SEARCH

How-To Geek

Week in Geek: Microsoft Security Essentials Loses its Certification after Failing AV Test

Our first edition of WIG for December is filled with news link coverage on topics such as the Windows XP countdown clock has dropped to less than 500 days, software pirates have released a tool to crack Windows 8 apps, an online service is offering bank robbers for hire, and more.

Weekly News Links

Image courtesy of the I Love Ubuntu Blog.

Security News

  • Microsoft Security Essentials Fails AV-Test, Loses Certification
    Microsoft’s Security Essentials is the only free anti-virus software that failed to receive certification after a new round of anti-virus tests conducted by AV-Test on Windows 7 during September and October. MSE results are here and full list of AV Apps tested is here.
  • New Kernel Vulnerabilities Affect Four Ubuntu OSes
    Canonical announced on November 30 that a new Linux kernel update for its Ubuntu 12.10 (Quantal Quetzal), Ubuntu 12.04 LTS (Precise Pangolin), Ubuntu 11.10 (Oneiric Ocelot) and Ubuntu 10.04 LTS (Lucid Lynx) operating systems is now available, fixing two important security vulnerabilities discovered in the Linux kernel packages by various developers.
  • Hotel room burglars exploit critical flaw in electronic door lock
    Attacks affected some 4 million locks; company wants customers to cover repair costs.
  • Researcher reveals backdoor access in Samsung printers
    Samsung printers contain a hardcoded backdoor account that could allow remote network access exploitation and device control via SNMP. Details of the exploit have been published. Some Dell printers manufactured by Samsung also have the admin account backdoor access.
  • Email hacks router
    A whole range of Arcor, Asus and TP-Link routers are vulnerable to being reconfigured remotely without authorisation. On his blog, security researcher Bogdan Calin demonstrates that just displaying an email within the router’s own network can have far-reaching consequences: when opened, his specially crafted test email reconfigures the wireless router so that it redirects the user’s internet data traffic.
  • Malicious code added to open-source Piwik following website compromis
    Backdoor added after hacker exploited vulnerability in mystery WordPress plugin. – Hackers inserted malicious code into the open-source Piwik analytics software after compromising the Web server used for downloads.
  • Account theft still possible with latest WhatsApp
    Recent changes to WhatsApp, which appears to have captured a position as the popular app-based alternative to texting, have not actually secured the system, at least for Android users.
  • iOS dictionary app accuses customers of piracy via Twitter
    In a blog posting, author Jenn Frank reports that the Oxford Deluxe (ODE & OTE) – powered by UniDict iPhone/iPad app, which retails for £37.99 (or €49.99), accuses legitimate buyers of being software pirates. Apparently, the app’s flawed DRM feature automatically tweets “How about we all stop using pirated iOS apps? I promise to stop. I really will” to the dictionary user’s Twitter followers.
  • Fake Windows 8 Key Generators and Activators Found Online
    Security company Trend Micro reports that several fake Windows 8 key generators and activators are now available online, all with the purpose of tricking people into believing they could actually activate Microsoft’s new operating system without paying for a license.
  • Software Pirates Release Tool to Crack Windows 8 Apps
    It was only a matter of time, but the inevitable has finally happened: software pirates have just released a downloadable application that allows users to download and run full Windows Store apps.
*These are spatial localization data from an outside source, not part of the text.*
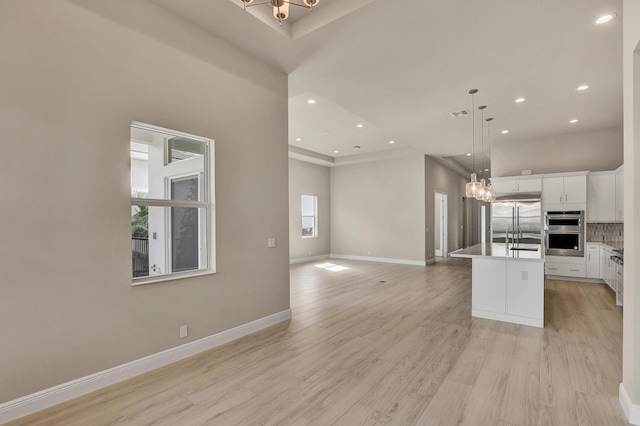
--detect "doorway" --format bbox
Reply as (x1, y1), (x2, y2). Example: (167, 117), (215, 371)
(434, 192), (448, 258)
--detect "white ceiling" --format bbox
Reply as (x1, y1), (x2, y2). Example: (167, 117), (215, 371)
(149, 0), (622, 173)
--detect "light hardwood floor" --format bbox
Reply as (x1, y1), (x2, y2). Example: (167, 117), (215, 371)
(6, 258), (628, 425)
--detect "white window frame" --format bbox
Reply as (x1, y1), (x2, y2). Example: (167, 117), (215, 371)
(130, 121), (215, 285)
(301, 194), (318, 238)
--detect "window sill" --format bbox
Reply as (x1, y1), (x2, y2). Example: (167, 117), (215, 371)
(132, 269), (216, 286)
(302, 236), (318, 239)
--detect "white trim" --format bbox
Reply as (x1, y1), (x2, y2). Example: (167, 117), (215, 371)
(472, 309), (543, 328)
(0, 309), (292, 424)
(289, 254), (330, 264)
(545, 275), (600, 283)
(620, 383), (640, 425)
(426, 258), (436, 265)
(330, 254), (425, 266)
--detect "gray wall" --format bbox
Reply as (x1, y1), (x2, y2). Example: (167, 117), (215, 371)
(288, 159), (331, 261)
(0, 1), (289, 403)
(425, 156), (469, 260)
(492, 126), (623, 177)
(330, 155), (426, 262)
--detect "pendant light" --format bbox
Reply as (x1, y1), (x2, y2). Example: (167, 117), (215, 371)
(484, 117), (497, 202)
(475, 105), (487, 201)
(465, 89), (480, 198)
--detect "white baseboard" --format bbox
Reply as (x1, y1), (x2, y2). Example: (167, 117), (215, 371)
(289, 254), (330, 264)
(330, 254), (426, 266)
(620, 383), (640, 425)
(425, 258), (436, 265)
(0, 309), (292, 424)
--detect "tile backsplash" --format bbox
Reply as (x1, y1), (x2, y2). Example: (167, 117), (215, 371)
(587, 223), (624, 243)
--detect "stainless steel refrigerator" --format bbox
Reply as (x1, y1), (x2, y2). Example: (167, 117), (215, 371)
(491, 198), (542, 245)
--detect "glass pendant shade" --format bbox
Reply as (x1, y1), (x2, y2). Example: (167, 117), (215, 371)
(303, 0), (319, 6)
(475, 178), (487, 200)
(465, 173), (480, 198)
(483, 183), (493, 202)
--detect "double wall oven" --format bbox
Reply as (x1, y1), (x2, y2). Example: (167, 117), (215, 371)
(544, 211), (584, 257)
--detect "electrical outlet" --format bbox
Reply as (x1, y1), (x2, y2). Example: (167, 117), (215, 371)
(268, 237), (277, 248)
(179, 325), (188, 339)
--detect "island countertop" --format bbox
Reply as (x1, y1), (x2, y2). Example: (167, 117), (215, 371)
(450, 243), (544, 262)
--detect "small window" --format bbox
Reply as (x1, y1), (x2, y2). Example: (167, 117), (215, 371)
(301, 195), (317, 238)
(130, 122), (215, 284)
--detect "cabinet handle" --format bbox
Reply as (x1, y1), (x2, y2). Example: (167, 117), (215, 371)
(570, 269), (580, 272)
(547, 267), (558, 271)
(559, 194), (562, 202)
(565, 194), (568, 202)
(588, 253), (591, 261)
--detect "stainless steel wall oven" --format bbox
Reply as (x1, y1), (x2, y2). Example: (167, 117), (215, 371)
(544, 211), (584, 257)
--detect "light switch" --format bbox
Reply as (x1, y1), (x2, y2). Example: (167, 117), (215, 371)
(521, 271), (528, 280)
(268, 237), (277, 248)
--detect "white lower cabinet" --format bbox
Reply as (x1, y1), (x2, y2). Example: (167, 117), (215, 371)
(472, 258), (544, 328)
(586, 244), (600, 278)
(472, 259), (506, 314)
(506, 261), (544, 320)
(545, 256), (586, 278)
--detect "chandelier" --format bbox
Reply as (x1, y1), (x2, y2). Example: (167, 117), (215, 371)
(240, 0), (320, 24)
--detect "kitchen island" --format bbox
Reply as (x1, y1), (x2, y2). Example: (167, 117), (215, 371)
(450, 243), (545, 328)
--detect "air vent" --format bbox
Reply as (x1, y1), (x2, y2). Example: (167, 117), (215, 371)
(450, 109), (469, 118)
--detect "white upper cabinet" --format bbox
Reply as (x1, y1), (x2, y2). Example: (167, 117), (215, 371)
(491, 176), (542, 195)
(587, 173), (616, 222)
(615, 166), (624, 221)
(542, 174), (586, 208)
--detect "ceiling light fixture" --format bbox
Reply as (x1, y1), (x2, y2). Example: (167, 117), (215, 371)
(466, 152), (472, 156)
(389, 140), (395, 144)
(239, 0), (319, 25)
(515, 97), (525, 103)
(577, 85), (590, 91)
(465, 89), (480, 198)
(569, 119), (579, 123)
(594, 13), (616, 25)
(295, 138), (302, 141)
(307, 99), (316, 104)
(501, 130), (509, 134)
(333, 150), (339, 153)
(356, 124), (364, 128)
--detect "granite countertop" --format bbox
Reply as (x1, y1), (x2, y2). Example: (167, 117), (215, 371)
(450, 243), (544, 262)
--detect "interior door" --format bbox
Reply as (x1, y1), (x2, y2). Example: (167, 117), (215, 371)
(434, 192), (447, 257)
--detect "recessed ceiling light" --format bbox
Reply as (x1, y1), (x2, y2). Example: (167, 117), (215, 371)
(333, 150), (339, 153)
(466, 153), (472, 156)
(307, 99), (316, 104)
(569, 119), (579, 124)
(295, 138), (302, 142)
(356, 124), (364, 128)
(501, 130), (509, 134)
(594, 13), (616, 25)
(515, 97), (525, 103)
(577, 85), (590, 91)
(485, 168), (490, 172)
(389, 140), (395, 144)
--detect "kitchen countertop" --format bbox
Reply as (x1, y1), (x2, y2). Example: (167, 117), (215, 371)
(450, 243), (544, 262)
(586, 241), (624, 250)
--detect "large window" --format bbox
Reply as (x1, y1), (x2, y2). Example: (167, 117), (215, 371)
(301, 195), (317, 238)
(130, 122), (214, 284)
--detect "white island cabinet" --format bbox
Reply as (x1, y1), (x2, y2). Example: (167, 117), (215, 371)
(451, 243), (545, 328)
For free, that is.
  • Hack could let browsers use cloud to carry out big attacks on the chea
    Scientists have devised a browser-based exploit that allows them to carry out large-scale computations on cloud-based services for free, a hack they warn could be used to wage powerful online attacks cheaply and anonymously.
  • Online Service Offers Bank Robbers for Hire
    An online service boldly advertised in the cyber underground lets miscreants hire accomplices in several major U.S. cities to help empty bank accounts, steal tax refunds and intercept fraudulent purchases of high-dollar merchandise.
  • Java Zero-Day Exploit on Sale for ‘Five Digits’
    Miscreants in the cyber underground are selling an exploit for a previously undocumented security hole in Oracle’s Java software that attackers can use to remotely seize control over systems running the program.
  • Lost+Found: Anonymous surfing, dubious DRM and a stuck stock exchange
    Too short for news, too good to lose; Lost+Found is a roundup of useful and interesting security news. In this edition: the latest edition of Nmap arrives, a router to route everything over Tor, an Autorun pest, a PDF autopsy, Stockholm’s stuck stock exchange, and a rather breakable unbreakable DRM.
  • A patched browser – false feeling of security or a security utopia that actually exists?
    Kaspersky Lab’s recently released “Global Web Browser Usage and Security Trends” report sparks several important questions from a security perspective.
  • I Was Just Friended By Myself On Facebook (And It Only Gets Weirder From There)
    From the blog post: I got a friend request from Bianca Bosker on Wednesday night. I’m Bianca Bosker, one of just three on Facebook, so the notification took me by surprise. What followed spooked me: When I finally scoped out this new Bosker at 8:30 a.m. on Thursday, I found myself staring back at me.
  • EU plans to implement mandatory cyber incident reporting
    To improve cyber security, the EU is considering making it mandatory for businesses to report cyber attacks. Although a big supporter of self regulation, Neelie Kroes, the EU Commissioner for the Digital Agenda for Europe, told German Süddeutsche Zeitung newspaper that she did not think there would be much progress with it in this case.
  • ‘Six-strike’ anti-piracy campaign postponed until 2013
    The Center for Copyright Information — a venture between ISPs, music labels, and film studios to crackdown on illegal downloads — says Hurricane Sandy delayed the November kick off.
  • Clueless officials hamper cybersecurity law-making
    Governments need to know what problems the cybersecurity legislation is meant to address, or they will face public backlash over the possible intrusions to their personal rights.
  • Why whitehats don’t want to help businesses at risk
    Well intended hackers might discover plenty of security vulnerabilities during their travels across the internet, but when businesses sue them or make it hard to pass the information along, it’s no wonder that they don’t even bother.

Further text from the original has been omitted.